Many women reported that they would have welcomed more support in the wider community. They felt that they could not attend normal mother and toddler groups as their experiences were so extreme. Access to parent's groups where other women had similarly ‘abnormal’ birth experiences, as well as general practitioner and health visitor support for first-time mothers to help with feelings of isolation would be valued.

Long-lasting effects

Some women appeared resilient and their near-miss experience did not seem to have a long-lasting effect on them or their families. But there were mothers and fathers in our study who reported mental health impacts that required long-term management. Some did not seek help for long-term mental health issues; actively offering counselling may therefore be beneficial.

‘Before the anniversary [son's first birthday], that's when I really panicked, because I just thought, well what am I going to do? I don't know what I'm…. It's weird, it's like I was in, in prison in my head…. Straight after [the near-miss], you are in shock and I think it takes up to 6 months really for [it to sink in]….

So I went to the doctors and I just said, ‘I, I need some help.’ …It was just the feeling inside me. I just wanted it to just stop. I just didn't want to be here. I wanted to be here, but I didn't, just didn't want to be this person, this, this cage that I was in, and so I went to the doctors and I told them everything and they were just like, we need to get you to see somebody and…. I ended up having to go through it all again and process it all and it really helped.’Anna, who had septicaemia and hysterectomy.

Conclusions

Studies of women's experiences provide an important additional perspective on quality care that cannot be provided by numbers alone.6 This study of the experiences of both women and their partners revealed a number of important examples of high-quality care that helped to improve the outcomes of severe pregnancy complications. In addition, it highlighted a number of areas where women felt the quality of care could be improved, for example during points of transition between higher level and routine care or from hospital to the community. Longer-term support and counselling were felt to be particularly valuable, and yet not always universally available. Other studies in both high7, 8 and low-income9, 10 settings have identified similar themes, and emphasise the importance of integrated quality care across the whole patient pathway in order to improve the outcomes from severe pregnancy complications.

Disclosure of interests

None to declare.

Contribution to authorship

All authors (LH, LL, MK) contributed to the conception and design of the study, analysis of the data, drafting the article and final approval of the version to be published. LH conducted the interviews.

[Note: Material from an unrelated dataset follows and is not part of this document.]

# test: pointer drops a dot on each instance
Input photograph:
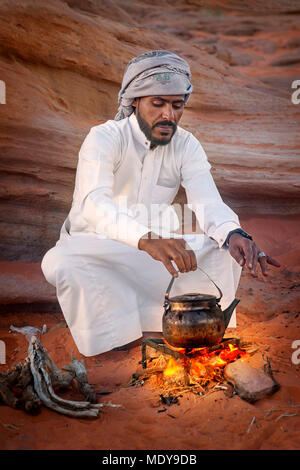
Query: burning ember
(200, 364)
(178, 369)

Details of ethics approval

Ethics committee approval was given for this study by the Berkshire Ethics Committee, 09/H0505/66. All participants gave informed consent before taking part and have given written consent to their interview data being included in publications.

Funding

This article presents independent research funded by the National Institute for Health Research (NIHR) under the ‘Beyond maternal death: Improving the quality of maternity care through national studies of “near-miss” maternal morbidity’ programme (Programme Grant RP-PG-0608-10038). Marian Knight is funded by a National Institute for Health Research Professorship. The views expressed in this publication are those of the author(s) and not necessarily those of the NHS, the NIHR or the Department of Health.

Acknowledgements

We would like to acknowledge the women and their partners who contributed to the study.